In December, I took a course in which we attempted to implement the Raft distributed consensus algorithm from this paper. Parts 1-5 of this series share insights from the course. From then on, I’m guiding you through my continued work implementing Raft “for fun” (I know. I don’t understand me, either).
In the previous post, we wrapped up a log replication mechanism that is recognizable to what the paper calls for. A follower server can tell when its logs are out of date and send that information to the leader, who can then backtrack to a common log entry and catch up the follower server from there.
So our system self-heals. But who is the healer?
So far the implementation relies on me, its overlord, to arbitrarily designate a server as the leader when I start it up. If I bring the leader down*, there is no more leader. No one will replicate the logs with the other servers. No one will even accept commands from a client. What a sad situation that would be.
The fix for this in raft: leader election. That is, the remaining follower servers will choose a leader amongst themselves.
I want the implementation to be able to pass, at a minimum, the following set of manual tests:
- Fire up a leader and two follower servers, with the leader having a log with multiple commands and the followers having empty logs.
- Once the leader has started issuing heartbeats to the followers, shut it down.

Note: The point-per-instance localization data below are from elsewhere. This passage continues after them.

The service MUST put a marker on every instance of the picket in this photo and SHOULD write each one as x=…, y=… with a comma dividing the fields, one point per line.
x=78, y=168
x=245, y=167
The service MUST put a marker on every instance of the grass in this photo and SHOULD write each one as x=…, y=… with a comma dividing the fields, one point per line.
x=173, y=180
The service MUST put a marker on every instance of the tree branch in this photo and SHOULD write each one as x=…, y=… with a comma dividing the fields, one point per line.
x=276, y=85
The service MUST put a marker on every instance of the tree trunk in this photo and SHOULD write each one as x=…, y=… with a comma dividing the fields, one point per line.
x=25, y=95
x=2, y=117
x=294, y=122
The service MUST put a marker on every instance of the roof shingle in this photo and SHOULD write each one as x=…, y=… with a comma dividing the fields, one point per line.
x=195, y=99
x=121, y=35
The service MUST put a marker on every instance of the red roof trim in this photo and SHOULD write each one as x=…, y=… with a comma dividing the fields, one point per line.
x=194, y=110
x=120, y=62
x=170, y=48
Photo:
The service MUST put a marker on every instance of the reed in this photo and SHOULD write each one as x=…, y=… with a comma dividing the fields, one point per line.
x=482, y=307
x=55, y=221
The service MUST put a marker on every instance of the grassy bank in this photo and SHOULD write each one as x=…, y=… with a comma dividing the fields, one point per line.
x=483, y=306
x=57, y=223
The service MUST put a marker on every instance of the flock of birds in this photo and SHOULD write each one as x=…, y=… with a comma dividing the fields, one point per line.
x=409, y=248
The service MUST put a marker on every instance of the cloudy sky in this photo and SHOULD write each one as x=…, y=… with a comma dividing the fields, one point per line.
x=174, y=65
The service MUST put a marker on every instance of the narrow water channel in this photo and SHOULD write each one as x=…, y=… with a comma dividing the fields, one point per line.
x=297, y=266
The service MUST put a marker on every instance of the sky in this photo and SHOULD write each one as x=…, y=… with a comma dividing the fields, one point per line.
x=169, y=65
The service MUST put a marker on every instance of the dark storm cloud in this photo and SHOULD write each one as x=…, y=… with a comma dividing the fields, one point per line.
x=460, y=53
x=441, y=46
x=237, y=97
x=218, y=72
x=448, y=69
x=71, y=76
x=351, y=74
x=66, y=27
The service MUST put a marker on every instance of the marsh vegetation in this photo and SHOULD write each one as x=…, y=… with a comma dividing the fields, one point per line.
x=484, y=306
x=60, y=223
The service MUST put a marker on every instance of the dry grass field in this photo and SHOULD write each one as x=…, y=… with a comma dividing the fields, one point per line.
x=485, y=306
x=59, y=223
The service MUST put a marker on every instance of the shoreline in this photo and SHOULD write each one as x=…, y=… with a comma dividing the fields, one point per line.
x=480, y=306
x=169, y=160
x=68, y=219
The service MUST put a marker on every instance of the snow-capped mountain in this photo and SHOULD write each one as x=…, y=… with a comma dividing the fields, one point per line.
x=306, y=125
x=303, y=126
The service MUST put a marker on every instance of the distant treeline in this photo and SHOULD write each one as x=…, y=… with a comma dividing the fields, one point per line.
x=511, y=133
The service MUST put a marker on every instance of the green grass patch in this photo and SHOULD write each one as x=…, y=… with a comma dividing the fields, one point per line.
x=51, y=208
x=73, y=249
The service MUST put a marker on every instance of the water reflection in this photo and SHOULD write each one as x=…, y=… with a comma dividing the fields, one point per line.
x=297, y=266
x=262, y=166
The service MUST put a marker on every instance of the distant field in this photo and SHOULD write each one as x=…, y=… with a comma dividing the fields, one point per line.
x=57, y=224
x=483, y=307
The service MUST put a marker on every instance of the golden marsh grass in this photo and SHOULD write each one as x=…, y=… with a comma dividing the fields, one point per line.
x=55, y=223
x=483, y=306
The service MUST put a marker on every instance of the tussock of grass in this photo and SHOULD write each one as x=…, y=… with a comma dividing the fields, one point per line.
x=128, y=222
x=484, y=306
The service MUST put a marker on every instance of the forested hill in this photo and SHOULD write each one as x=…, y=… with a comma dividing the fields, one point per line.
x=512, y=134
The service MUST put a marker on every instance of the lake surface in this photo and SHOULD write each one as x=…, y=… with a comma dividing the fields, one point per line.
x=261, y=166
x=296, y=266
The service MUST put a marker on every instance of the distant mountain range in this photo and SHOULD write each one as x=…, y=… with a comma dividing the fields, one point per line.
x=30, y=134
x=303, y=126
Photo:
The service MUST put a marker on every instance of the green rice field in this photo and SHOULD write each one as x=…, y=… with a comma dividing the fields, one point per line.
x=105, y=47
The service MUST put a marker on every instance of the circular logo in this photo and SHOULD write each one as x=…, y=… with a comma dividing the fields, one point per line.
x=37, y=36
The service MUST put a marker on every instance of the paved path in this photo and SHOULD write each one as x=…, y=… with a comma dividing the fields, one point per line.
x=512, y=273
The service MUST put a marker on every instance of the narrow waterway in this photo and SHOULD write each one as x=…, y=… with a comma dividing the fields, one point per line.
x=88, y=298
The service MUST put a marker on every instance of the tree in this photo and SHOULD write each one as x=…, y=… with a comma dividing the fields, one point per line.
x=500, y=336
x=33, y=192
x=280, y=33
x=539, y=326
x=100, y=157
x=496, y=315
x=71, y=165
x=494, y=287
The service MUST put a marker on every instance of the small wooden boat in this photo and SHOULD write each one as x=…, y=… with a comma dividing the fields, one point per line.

- Ensure that the two remaining followers choose a leader between themselves.
- Start up a client and issue some read commands to that leader. Ensure that its state matches the totality of its current logs.
- Issue some write commands to that leader. Ensure that it replicates those commands on the follower.
- Restart the former leader server, this time as a follower. Ensure that the new leader catches up the restarted server on the commands issued while it was down.
- Shut down the current leader server.
- Ensure that the remaining servers again choose a leader.
- Write some commands to this leader, and ensure they are replicated.
- Again restart the downed server and ensure the new leader brings it back up to date.
How does the Raft paper prescribe that we implement this?
5.2 Leader election
Raft uses a heartbeat mechanism to trigger leader election. When servers start up, they begin as followers. A server remains in follower state as long as it receives valid RPCs from a leader or candidate. Leaders send periodic heartbeats (AppendEntries RPCs that carry no log entries) to all followers in order to maintain their authority. If a follower receives no communication over a period of time called the election timeout, then it assumes there is no viable leader and begins an election to choose a new leader.
This can be a tough thing to picture from text alone, so I took a gif from RaftScope. If you want to gain a better understanding of Raft but you don’t feel like undertaking to write it (honestly what a ridiculous pastime to actually write it, who would do such a thing?), RaftScope shows you a diagram of a server cluster and a handy term table. It also lets you start/stop servers, change election timeouts, and even change the playback speed, so you can see for yourself what would happen in whatever situation you manage to contrive!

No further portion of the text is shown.